Release Notes - Hadoop Chukwa - Version 0.3
This is the first public release of Chukwa, a log analysis framework on top of Hadoop. Chukwa has been tested at scale and used in some production settings, and is reasonably robust and well behaved. For instructions on setting up Chukwa, see the administration guide and the rest of the Chukwa documentation.
The collection components of Chukwa -- adaptors, agents, and collectors -- are approaching general-use quality. They've been fairly aggressively tested, and can be counted on to perform properly and recover from failures.
HICC, the visualization component, is "beta" quality. It's been used succesfully at multiple sites, but it's still brittle. Work is ongoing. Documentation is still sparse, and error reporting isn't always sufficiently clear.

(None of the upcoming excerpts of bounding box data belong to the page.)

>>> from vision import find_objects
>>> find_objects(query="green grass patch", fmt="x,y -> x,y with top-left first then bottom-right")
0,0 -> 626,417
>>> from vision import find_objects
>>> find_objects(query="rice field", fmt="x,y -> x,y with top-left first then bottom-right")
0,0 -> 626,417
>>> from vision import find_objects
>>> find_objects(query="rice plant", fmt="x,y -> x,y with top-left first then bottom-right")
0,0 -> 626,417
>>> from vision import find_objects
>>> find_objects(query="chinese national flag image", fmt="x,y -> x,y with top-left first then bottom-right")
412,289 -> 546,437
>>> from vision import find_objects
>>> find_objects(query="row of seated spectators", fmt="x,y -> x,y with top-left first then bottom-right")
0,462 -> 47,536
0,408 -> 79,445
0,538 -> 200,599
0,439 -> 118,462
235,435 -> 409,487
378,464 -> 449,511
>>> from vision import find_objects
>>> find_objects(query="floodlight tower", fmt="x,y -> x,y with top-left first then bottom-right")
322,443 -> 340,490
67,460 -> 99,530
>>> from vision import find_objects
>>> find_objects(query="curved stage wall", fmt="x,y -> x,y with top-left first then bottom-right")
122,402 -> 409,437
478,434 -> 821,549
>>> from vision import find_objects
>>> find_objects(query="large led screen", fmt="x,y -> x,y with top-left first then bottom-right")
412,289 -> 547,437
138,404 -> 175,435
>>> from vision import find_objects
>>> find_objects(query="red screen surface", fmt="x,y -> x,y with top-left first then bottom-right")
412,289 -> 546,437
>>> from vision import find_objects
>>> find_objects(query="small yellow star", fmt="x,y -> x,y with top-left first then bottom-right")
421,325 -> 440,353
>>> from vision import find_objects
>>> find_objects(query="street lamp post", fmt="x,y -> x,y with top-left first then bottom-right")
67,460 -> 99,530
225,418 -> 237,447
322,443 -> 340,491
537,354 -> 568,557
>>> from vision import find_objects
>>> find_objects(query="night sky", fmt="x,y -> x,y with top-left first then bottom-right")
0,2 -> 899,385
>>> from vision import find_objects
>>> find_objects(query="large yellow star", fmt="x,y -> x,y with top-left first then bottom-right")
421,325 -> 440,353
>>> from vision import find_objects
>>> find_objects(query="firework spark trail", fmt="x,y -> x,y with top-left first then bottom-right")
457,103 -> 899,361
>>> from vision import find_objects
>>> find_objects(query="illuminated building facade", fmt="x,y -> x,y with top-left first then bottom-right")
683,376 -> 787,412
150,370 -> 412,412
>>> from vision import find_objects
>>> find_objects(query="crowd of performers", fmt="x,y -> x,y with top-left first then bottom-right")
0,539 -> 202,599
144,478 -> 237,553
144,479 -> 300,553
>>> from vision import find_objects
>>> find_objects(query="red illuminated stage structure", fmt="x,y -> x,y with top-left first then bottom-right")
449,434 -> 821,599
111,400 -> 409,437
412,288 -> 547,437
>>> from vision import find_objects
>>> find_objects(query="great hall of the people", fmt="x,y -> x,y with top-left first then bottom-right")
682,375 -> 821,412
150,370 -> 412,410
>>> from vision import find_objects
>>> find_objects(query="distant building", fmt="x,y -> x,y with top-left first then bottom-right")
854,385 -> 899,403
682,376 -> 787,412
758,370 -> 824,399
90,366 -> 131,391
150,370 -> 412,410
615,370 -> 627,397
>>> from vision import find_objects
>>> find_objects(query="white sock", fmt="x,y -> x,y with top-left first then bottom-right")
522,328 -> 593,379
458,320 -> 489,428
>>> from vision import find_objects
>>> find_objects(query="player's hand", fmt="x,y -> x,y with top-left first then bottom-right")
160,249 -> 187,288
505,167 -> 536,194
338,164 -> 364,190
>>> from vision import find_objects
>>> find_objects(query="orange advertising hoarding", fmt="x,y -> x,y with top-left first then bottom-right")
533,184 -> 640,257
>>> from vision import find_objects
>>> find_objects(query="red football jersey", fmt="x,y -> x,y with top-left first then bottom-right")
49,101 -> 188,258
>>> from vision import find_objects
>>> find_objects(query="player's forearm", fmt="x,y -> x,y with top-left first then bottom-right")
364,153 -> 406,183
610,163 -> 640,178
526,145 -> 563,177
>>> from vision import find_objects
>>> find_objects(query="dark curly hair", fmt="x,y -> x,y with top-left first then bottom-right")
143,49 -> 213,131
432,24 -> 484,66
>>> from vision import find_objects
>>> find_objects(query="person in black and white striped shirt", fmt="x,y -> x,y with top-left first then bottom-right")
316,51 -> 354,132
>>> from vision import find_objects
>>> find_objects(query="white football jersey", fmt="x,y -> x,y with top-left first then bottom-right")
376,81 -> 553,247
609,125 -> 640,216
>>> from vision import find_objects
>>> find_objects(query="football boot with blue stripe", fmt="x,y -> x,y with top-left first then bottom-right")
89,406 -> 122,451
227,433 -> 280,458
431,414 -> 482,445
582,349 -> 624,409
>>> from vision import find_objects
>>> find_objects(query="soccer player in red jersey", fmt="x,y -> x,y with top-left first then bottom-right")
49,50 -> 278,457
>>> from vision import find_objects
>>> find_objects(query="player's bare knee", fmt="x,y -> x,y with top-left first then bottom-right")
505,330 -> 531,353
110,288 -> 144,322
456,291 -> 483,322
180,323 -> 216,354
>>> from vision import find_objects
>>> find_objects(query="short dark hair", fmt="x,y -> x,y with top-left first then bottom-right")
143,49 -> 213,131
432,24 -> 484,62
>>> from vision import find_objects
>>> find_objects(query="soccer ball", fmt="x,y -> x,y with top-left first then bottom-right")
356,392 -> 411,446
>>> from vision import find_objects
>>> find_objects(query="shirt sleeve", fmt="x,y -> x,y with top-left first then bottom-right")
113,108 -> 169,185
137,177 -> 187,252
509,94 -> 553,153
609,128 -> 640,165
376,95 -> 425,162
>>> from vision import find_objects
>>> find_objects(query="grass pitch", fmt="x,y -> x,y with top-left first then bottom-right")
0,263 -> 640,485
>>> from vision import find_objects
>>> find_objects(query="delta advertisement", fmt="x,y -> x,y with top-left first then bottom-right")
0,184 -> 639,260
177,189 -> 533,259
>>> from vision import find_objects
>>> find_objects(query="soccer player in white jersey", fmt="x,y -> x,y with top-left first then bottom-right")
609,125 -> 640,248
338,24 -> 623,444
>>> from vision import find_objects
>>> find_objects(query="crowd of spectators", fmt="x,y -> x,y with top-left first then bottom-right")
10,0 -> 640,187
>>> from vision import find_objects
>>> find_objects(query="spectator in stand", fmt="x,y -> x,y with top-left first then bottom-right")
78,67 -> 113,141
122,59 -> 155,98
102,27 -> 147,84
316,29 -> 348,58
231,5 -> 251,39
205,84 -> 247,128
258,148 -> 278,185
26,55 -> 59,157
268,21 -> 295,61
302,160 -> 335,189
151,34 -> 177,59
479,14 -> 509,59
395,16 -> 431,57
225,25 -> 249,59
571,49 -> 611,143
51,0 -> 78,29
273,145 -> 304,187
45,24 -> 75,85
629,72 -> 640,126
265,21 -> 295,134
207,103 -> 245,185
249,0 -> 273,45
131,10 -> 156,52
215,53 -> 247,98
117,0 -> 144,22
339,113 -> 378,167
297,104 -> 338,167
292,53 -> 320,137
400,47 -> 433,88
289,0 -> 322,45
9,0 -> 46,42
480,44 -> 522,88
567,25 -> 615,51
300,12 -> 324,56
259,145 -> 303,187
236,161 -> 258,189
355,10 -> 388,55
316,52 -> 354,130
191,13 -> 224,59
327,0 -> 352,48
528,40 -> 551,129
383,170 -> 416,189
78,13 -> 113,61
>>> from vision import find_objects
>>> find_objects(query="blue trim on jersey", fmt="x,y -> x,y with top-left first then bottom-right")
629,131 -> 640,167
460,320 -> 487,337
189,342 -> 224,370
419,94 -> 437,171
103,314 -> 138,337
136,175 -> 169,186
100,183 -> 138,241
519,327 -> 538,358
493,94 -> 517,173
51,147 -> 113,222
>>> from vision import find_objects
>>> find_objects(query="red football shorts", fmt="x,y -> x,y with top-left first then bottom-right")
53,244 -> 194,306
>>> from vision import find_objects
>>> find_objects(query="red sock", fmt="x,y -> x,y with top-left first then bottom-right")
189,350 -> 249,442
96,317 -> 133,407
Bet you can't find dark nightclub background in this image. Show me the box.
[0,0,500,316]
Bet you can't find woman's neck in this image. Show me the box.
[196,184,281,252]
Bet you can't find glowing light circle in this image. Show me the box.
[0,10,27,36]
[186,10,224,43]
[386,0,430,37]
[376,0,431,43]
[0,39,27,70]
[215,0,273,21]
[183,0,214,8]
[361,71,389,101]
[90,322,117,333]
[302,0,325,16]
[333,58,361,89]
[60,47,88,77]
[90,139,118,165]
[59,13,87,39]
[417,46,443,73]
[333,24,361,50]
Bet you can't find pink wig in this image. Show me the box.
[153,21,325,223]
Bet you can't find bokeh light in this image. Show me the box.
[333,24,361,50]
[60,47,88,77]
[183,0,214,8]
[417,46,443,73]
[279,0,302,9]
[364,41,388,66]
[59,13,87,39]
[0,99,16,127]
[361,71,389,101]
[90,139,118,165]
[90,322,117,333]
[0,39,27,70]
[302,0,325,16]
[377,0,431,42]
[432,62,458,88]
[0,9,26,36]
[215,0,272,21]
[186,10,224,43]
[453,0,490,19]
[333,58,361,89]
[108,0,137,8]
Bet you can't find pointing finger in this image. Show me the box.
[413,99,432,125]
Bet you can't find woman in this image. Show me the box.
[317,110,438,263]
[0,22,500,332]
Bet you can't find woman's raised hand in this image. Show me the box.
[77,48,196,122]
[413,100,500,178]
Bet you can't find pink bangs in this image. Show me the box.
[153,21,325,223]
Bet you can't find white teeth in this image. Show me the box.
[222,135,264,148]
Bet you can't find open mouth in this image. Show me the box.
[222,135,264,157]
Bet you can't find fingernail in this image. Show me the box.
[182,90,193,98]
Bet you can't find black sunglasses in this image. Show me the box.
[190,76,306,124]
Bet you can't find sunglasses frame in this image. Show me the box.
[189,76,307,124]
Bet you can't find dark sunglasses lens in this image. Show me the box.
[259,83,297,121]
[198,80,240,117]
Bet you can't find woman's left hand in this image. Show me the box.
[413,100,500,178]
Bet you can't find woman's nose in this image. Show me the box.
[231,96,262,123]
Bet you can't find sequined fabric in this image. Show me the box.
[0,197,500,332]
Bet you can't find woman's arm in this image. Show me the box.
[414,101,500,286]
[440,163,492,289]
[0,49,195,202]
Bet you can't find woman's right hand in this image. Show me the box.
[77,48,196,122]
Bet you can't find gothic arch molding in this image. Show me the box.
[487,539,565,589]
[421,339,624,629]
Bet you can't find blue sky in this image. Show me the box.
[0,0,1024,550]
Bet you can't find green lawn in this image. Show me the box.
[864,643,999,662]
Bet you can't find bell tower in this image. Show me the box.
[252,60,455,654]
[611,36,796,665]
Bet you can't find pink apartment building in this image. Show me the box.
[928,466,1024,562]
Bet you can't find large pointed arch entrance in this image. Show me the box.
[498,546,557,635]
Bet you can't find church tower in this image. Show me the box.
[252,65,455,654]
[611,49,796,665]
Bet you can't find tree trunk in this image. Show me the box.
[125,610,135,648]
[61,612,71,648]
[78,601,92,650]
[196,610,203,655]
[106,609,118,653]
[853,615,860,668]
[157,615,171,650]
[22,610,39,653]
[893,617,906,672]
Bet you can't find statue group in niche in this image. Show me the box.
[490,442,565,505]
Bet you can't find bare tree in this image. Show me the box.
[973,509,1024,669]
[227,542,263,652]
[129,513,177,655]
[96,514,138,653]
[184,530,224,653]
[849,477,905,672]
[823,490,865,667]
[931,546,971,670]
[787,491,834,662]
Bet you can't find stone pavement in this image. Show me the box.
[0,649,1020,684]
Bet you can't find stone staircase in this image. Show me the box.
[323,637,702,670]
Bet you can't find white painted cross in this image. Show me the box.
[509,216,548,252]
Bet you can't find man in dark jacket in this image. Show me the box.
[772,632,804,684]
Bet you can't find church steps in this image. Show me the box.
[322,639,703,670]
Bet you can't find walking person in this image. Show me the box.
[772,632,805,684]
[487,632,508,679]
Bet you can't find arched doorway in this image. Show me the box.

Chukwa has not been extensively audited for security vulnerabilities. Do not run it except in trusted environments. Never run Chukwa as root: By default, the ExecAdaptor allows arbitrary remote execution.
Chukwa relies on Java 1.6
The back-end processing requires Hadoop 0.18+.
Collecting Hadoop logs and metrics requires Hadoop 0.20+.
- HICC defaults to assuming data is UTC; if your machines run on local time, HICC graphs will not display properly until you change the HICC timezone. You can do this by clicking the small "gear" icon on the time selection tool.
- As mentioned in the administration guide, the pig down sampling should run as external command.
HDFSUsage script for monitoring hdfs usage in /user, this one needs to run as special hdfs user to access the data. This user should have write access to $CHUKWA_LOG_DIR.
- System metrics collection may fail or be incomplete if your versions of sar and iostat do not match the ones that Chukwa expects. (See also CHUKWA-260)
The data in a few of the chukwa agent metrics monthly, quarterly, yearly, decade tables is wrong. The recordname column holds host data, and the host column holds recordname data.